Operational meaning in manufacturing
On the shop floor and in supporting functions, contingency planning typically shows up as:
- Documented procedures for running production if MES or network connectivity is lost.
- Predefined priorities for which products, lines, or customers are supported first during limited capacity.
- Clear instructions for quality and release when electronic records are unavailable, including temporary paper records and later reconciliation.
- Guidance for handling prolonged OT system downtime, including acceptable use of manual controls or alternate equipment.
- Communication trees and notification steps for operations, IT/OT, quality, EHS, and management.
What contingency planning is not
- It is not the same as routine troubleshooting for minor issues or normal maintenance.
- It is not limited to IT backup and restore, although backup and restore procedures may be part of the plan.
- It is not only a paper exercise; effective contingency planning expects realistic execution, testing, and revision.
Common confusion
- Contingency planning vs. business continuity planning (BCP): BCP usually describes the broader, organization-wide strategy for continuing key business functions.
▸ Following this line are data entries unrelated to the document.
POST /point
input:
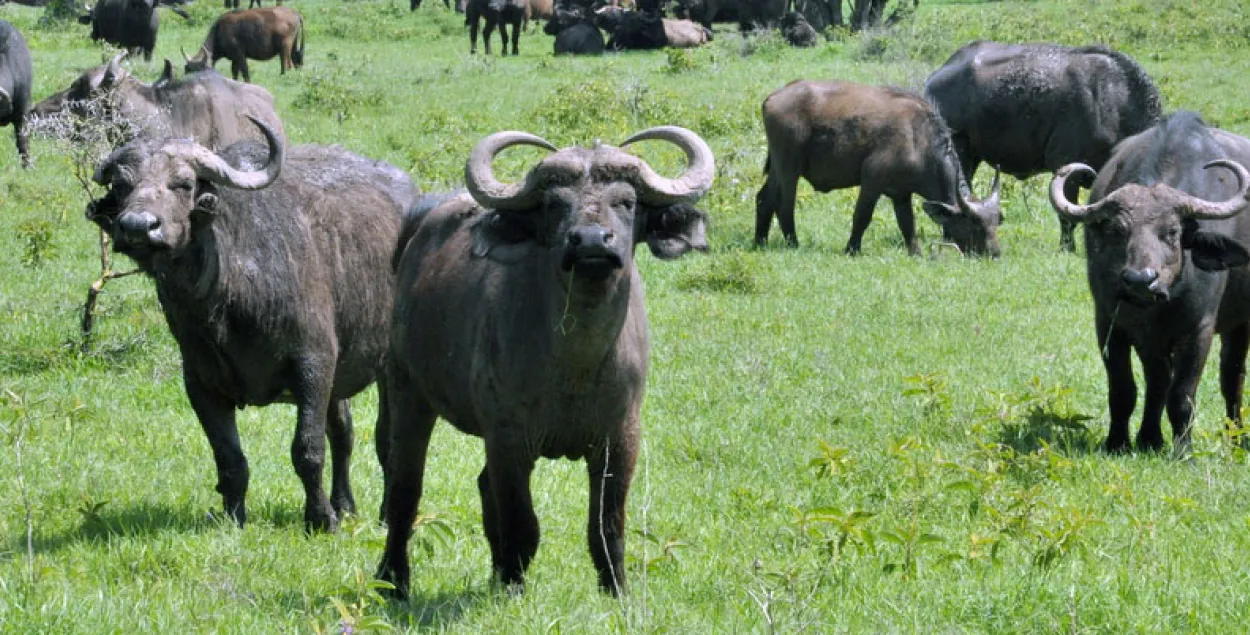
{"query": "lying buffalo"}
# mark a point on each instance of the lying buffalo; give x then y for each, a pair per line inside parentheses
(130, 24)
(888, 141)
(496, 13)
(204, 106)
(1166, 258)
(575, 34)
(258, 34)
(1034, 108)
(15, 79)
(520, 319)
(275, 281)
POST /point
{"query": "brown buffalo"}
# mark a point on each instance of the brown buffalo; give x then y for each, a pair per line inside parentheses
(275, 281)
(258, 34)
(888, 141)
(520, 319)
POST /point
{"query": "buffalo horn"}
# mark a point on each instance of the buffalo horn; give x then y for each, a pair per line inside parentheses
(213, 168)
(1065, 208)
(480, 178)
(693, 184)
(1203, 209)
Contingency planning often refers to more specific, system- or process-level plans that support that strategy.
- Contingency planning vs. disaster recovery (DR): DR focuses mainly on restoring IT and OT systems and data after a disruption. Contingency planning is wider and includes how operations and people work during the disruption, including manual or alternate processes.
Link to NIST 800-53 context
Within NIST 800-53, the Contingency Planning (CP) control family addresses requirements for developing, implementing, and maintaining plans to continue or restore system operations after disruptions. For small manufacturers, this often involves right-sizing documentation and exercises so that critical OT and IT systems, such as MES, SCADA, historians, and quality systems, can be recovered in a way that supports regulatory and production needs.